Ces mêmes recommandations, classées selon qu’elles soient générales ou qu’elles concernent la personne, la société ou l’environnement, sont présentées dans leur ensemble ci-dessous.

Synthèse des recommandations

Dans cette synthèse, les recommandations formulées dans le corps de cet avis sont classées en quatre sections. La première regroupe les recommandations générales alors que les trois suivantes détaillent celles qui sont dévolues à la personne (préfixées P), la société (S) et l’environnement (E).

1. Recommandations générales

Projets de recherche

(Aux chercheurs) Développer, aux niveaux français, européen et international, des programmes de recherche multidisciplinaire étudiant en particulier les impacts des métavers, tant physiologiques que psychologiques à court, moyen et long terme et visant à formuler des recommandations.

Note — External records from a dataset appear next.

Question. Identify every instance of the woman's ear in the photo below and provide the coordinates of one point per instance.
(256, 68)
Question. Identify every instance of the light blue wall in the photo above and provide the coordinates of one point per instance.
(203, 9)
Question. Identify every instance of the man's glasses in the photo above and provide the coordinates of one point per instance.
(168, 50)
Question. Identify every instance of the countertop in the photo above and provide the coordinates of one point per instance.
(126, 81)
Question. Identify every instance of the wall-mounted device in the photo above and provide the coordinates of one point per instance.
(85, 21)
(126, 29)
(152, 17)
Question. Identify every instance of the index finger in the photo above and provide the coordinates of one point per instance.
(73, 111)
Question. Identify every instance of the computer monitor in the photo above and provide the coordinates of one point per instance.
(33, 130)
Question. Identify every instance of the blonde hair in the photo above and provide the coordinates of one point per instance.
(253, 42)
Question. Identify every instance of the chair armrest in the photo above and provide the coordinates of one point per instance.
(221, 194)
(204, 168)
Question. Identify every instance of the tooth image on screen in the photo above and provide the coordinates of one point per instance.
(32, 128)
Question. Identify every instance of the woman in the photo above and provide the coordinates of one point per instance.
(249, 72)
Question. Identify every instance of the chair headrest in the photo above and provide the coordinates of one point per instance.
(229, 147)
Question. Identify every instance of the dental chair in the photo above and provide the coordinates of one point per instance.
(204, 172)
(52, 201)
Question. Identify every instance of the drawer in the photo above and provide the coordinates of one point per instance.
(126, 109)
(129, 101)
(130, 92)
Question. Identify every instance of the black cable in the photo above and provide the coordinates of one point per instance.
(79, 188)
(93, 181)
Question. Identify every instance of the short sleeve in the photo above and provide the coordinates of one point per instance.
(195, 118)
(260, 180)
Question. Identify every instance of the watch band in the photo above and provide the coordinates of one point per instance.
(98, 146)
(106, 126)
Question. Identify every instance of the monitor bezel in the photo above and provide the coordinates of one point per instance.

Ces recherches devront nécessairement prendre en compte les situations où l’utilisateur est isolé lors de son expérience immersive dans la mesure où l’absence d’accompagnement par un tiers peut amplifier certains de ces effets et en créer de nouveaux. Intégrer des questionnements éthiques dans tous ces programmes, en relation avec les comités d’éthique des institutions de recherche.

Ces projets devraient en particulier :

P1 porter sur les effets touchant à l’intégrité psychique de la personne tels que la dépendance, le harcèlement, les agressions et les extorsions vécus dans un contexte immersif ou encore la manipulation fondée sur le transfert émotionnel et le recours aux techniques de captologie dans la conception des univers virtuels ;

P10 viser à comprendre les effets physiologiques et psychologiques de l’utilisation des métavers spécifiques aux personnes vulnérables ;

P13 viser à comprendre les effets physiologiques et psychologiques de l’utilisation des métavers spécifiques aux enfants et aux adolescents. Comme le recommande le Comité d’éthique pour les données d’éducation, il importe de comprendre les effets possiblement induits sur les enfants ou les adolescents concernant la construction de leur identité avant d’envisager tout déploiement plus important de ces usages, en particulier dans le domaine scolaire et périscolaire ;

P17 identifier et analyser les risques d’anthropomorphisation pouvant résulter du choix d’un avatar reprenant des caractéristiques humaines dans son comportement ;

S10 viser à concevoir des algorithmes de reconnaissance comportementale pouvant déclencher l’enregistrement à partir de la détection d’un comportement supposé à risque pour l’utilisateur ;

E3 développer une métrique de l’impact environnemental des métavers en tant que systèmes incluant, d’une part, la fabrication, la durabilité et le recyclage des équipements et, d’autre part, les consommations énergétiques, et en systématiser l’affichage. Définir une labellisation et une certification appropriées.

Réflexions éthiques 

(Aux pouvoirs publics, aux fabricants et exploitants et aux chercheurs)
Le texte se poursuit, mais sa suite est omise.